Ponowne napełnianie zużytego pojemnika z czarnym tuszem HP 655 jest łatwa i każdy powinien sobie z tym zadaniem poradzić. Zapraszamy do obejrzenia filmu prezentującego proces regeneracji czarnego tuszu HP 655. Nie powinno to zająć więcej niż 5 minut.
Od premiery tuszy HP 655 minęło już ponad 7 miesięcy i jak dotąd w sprzedaży nie pojawiły się zamienniki tych atramentów. Biorąc pod uwagę, że firma HP zaczęła wytaczać procesory producentom zamienników, nie należy się spodziewać, że w najbliższej przyszłości sytuacja z brakiem zamienników się zmieni.
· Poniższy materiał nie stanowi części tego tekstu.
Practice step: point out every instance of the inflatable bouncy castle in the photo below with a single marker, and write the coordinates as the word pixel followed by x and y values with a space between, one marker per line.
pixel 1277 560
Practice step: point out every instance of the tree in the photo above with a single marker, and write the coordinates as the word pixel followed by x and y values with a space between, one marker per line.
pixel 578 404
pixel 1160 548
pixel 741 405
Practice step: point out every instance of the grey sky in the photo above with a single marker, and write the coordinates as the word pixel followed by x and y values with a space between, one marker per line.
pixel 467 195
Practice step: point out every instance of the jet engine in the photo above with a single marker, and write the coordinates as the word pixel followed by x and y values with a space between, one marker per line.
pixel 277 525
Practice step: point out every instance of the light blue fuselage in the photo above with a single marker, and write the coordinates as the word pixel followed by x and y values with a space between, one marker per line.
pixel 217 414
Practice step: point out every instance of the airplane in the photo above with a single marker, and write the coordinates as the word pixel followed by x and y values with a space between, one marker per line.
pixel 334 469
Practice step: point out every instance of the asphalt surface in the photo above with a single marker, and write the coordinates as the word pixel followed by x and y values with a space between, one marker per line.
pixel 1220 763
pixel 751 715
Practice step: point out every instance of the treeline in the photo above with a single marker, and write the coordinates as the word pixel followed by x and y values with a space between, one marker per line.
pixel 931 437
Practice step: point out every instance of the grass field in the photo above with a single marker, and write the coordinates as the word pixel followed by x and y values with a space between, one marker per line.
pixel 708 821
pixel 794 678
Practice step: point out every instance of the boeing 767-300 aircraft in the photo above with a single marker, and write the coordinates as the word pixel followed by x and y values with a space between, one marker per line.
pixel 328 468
Jak widać na powyższym filmie regeneracja tuszu jest bardzo prosta. Należy tylko zwrócić uwagę, aby gąbkę powoli atramentem nasączać zamiast wstrzykiwania na raz dużej ilości tuszu. Jeśli będziemy stosować się do wszystkich instrukcji jeden pojemnik powinien posłużyć nam długo, a koszt drukowania znacząco spadnie.
Obecnie pojawiły się już na rynku zamienniki tuszy HP 655. Nie są znacząco tańsze od orginałów – zaledwie o kilka złotych. Jednak biorąc pod uwagę, że zdecydowana większość z nich posiada wyższą pojemność, to w rzeczywistości powinny nam wystarczyć na dłużej. W efekcie koszt drukowania przy pomocy takich zamienników spada o około 40-50%.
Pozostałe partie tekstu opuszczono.